Le Sénégal retient son souffle. Après la désillusion d'une défaite face à l'équipe de France (3-1), la sélection nationale joue sa survie au Mondial 2026 ce mardi face à la Norvège. Si les joueurs s'efforcent d'afficher un visage confiant, l'envers du décor, révélé par le journaliste Malick Bamba dans une enquête explosive pour Sport News Africa ce vendredi 19 juin, décrit une situation alarmante. L'amateurisme institutionnel semble avoir repris ses droits au pire moment.
L'unité affichée par le groupe sur les pelouses américaines masque de profondes frustrations. Au cœur de la colère : l'argent. Selon Sport News Africa, l'instance dirigeante du football sénégalais n'a toujours pas versé les primes promises aux joueurs.
Une situation que le vestiaire juge inacceptable, d'autant que les caisses de la FSF sont pleines.

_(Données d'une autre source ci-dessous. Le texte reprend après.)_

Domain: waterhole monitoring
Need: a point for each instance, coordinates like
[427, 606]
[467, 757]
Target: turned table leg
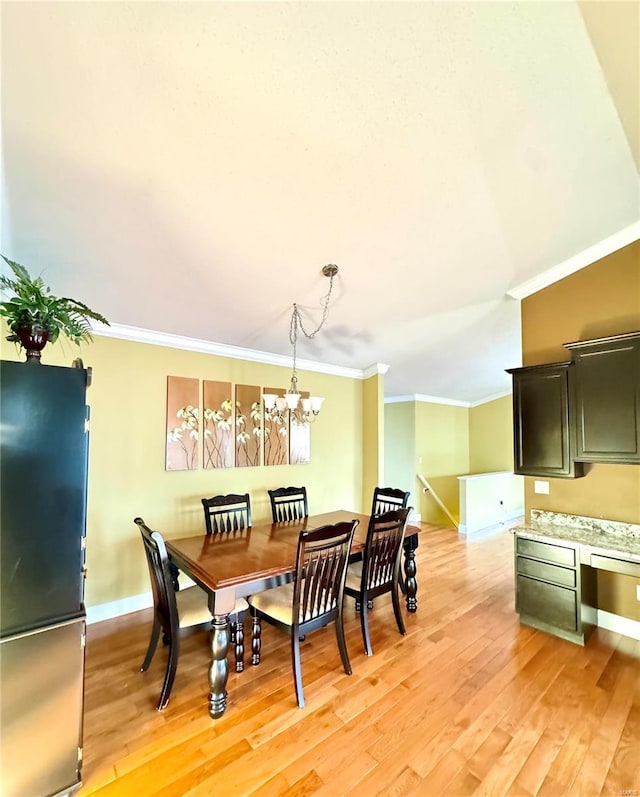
[219, 669]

L'institution a en effet déjà perçu « les enveloppes astronomiques des prize money de la CAN 2025 ainsi que les bonus liés à la qualification pour cette Coupe du monde ». L'opacité totale autour de la gestion de ces fonds crispe des internationaux sénégalais qui pensaient ces pratiques révolues.
Une logistique au rabais pour les Lions
Les difficultés financières s'accompagnent de conditions de séjour indignes d'une équipe de ce calibre. L'enquête de Sport News Africa pointe du doigt un camp de base américain aux standards bien inférieurs à ceux exigés par le très haut niveau. Cette austérité choque d'autant plus les joueurs qu'ils gardent en mémoire « les conditions d'excellence absolue à Tanger lors de la CAN 2025 ».

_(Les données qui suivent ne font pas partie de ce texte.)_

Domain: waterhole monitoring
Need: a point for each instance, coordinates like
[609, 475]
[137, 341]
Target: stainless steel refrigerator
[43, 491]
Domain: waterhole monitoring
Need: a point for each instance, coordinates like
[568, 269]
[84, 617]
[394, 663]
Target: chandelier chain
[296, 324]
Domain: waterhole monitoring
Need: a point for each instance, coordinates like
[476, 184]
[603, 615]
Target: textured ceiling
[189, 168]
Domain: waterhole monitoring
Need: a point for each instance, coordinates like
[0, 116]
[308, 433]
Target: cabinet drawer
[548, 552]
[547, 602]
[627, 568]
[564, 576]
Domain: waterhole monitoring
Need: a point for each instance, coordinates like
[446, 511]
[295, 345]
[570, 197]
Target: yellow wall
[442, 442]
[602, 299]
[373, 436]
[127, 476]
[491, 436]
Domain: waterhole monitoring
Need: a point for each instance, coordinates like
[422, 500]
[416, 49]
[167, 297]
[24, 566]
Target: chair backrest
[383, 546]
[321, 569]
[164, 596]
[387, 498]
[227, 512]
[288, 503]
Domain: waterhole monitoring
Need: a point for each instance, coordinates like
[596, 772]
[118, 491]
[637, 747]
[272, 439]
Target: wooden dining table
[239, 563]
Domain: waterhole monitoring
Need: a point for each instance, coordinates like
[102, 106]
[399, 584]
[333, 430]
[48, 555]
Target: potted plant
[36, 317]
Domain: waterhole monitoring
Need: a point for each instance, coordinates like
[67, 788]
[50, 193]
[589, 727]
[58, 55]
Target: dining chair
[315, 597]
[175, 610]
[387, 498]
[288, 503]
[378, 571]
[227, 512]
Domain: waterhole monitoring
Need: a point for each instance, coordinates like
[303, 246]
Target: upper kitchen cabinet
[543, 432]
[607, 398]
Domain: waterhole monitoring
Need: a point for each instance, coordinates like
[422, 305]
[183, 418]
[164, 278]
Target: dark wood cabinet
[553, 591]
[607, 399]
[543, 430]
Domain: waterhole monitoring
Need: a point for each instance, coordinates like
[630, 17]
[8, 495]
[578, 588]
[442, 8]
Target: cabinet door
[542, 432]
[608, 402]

Le symbole le plus frappant de ces coupes budgétaires inexpliquées se trouve dans l'assiette des Lions. Le chef cuisinier de la sélection a été purement et simplement écarté du voyage. Résultat : une restauration hôtelière jugée si médiocre que « certains joueurs commandent régulièrement de la nourriture à l'extérieur pour pouvoir s'alimenter correctement ».

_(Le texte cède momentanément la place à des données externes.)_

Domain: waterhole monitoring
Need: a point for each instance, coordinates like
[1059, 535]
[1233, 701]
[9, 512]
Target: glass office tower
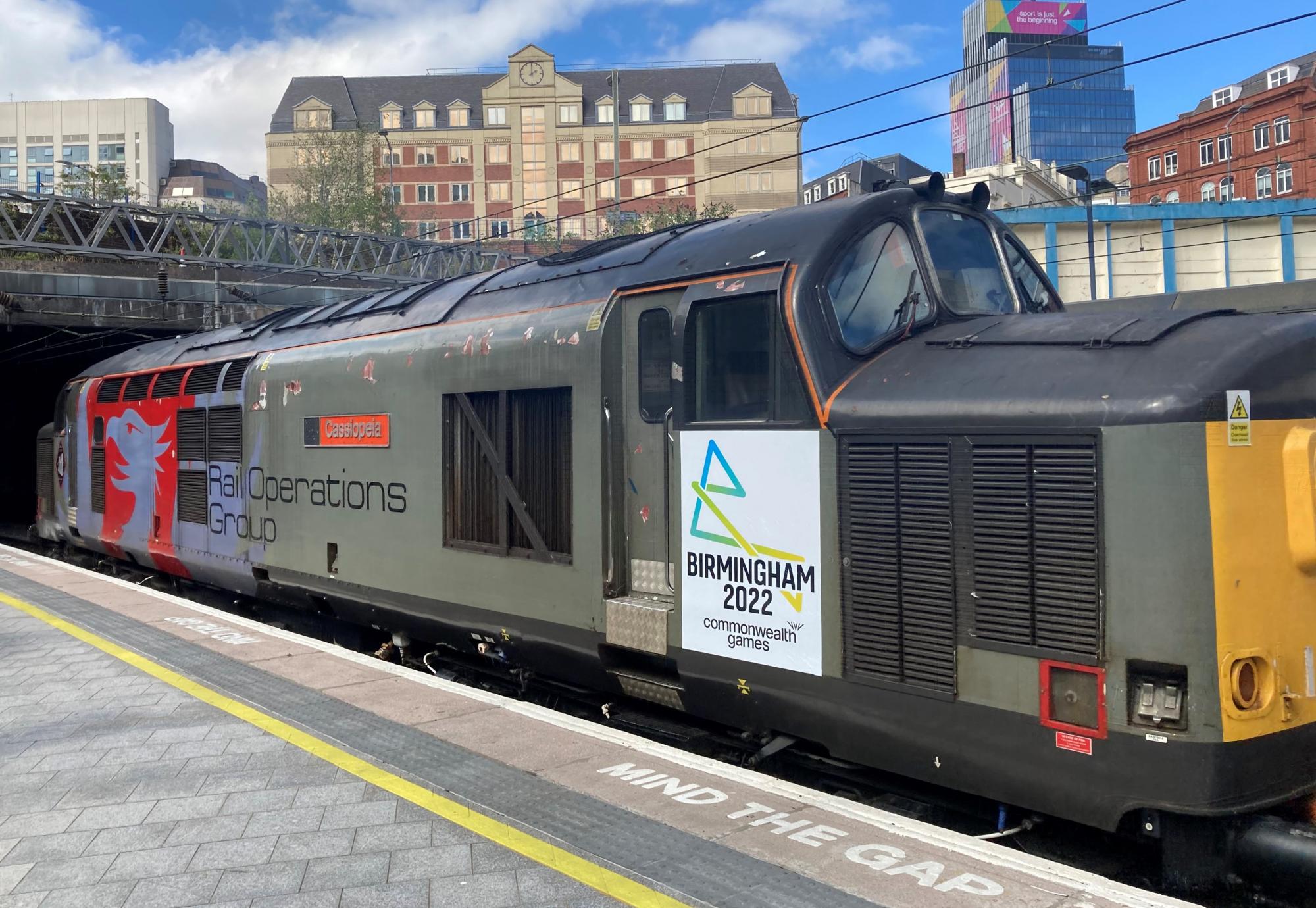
[1007, 107]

Ce régime sec imposé aux joueurs contraste de façon choquante avec le faste dont profitent certains officiels. Sport News Africa dénonce la présence aux États-Unis d'une « délégation pléthorique et budgétivore... entièrement aux frais de la FSF », composée de familles et de proches des dirigeants. Un favoritisme qui rappelle douloureusement les dérives constatées lors du Mondial 2018.
Pape Thiaw, un sélectionneur dans le vide juridique
Le comble de ce chaos institutionnel concerne l'homme chargé de mener l'équipe à la victoire : Pape Thiaw. Le sélectionneur sénégalais affronte cette Coupe du monde dans une précarité professionnelle absolue.
Malgré les promesses formulées par le chef de l'État avant la compétition pour régler la situation, le contrat du technicien n'a toujours pas été renouvelé. La Fédération refuse catégoriquement de parapher le document, prétextant « l'urgence des matchs importants ».
Pour le média sportif, cette stratégie est avant tout un « calcul cynique ». La FSF jouerait la montre pour évaluer les résultats du Mondial et se laisser l'opportunité de se séparer de Pape Thiaw sans verser d'indemnités en cas d'élimination précoce. C'est donc un sélectionneur « sans contrat, sans aucune base légale et privé de ses émoluments depuis près d'une demi-année » qui devra trouver les ressources pour battre la Norvège. Un climat toxique qui hypothèque sérieusement les chances de succès du Sénégal dans cette compétition planétaire.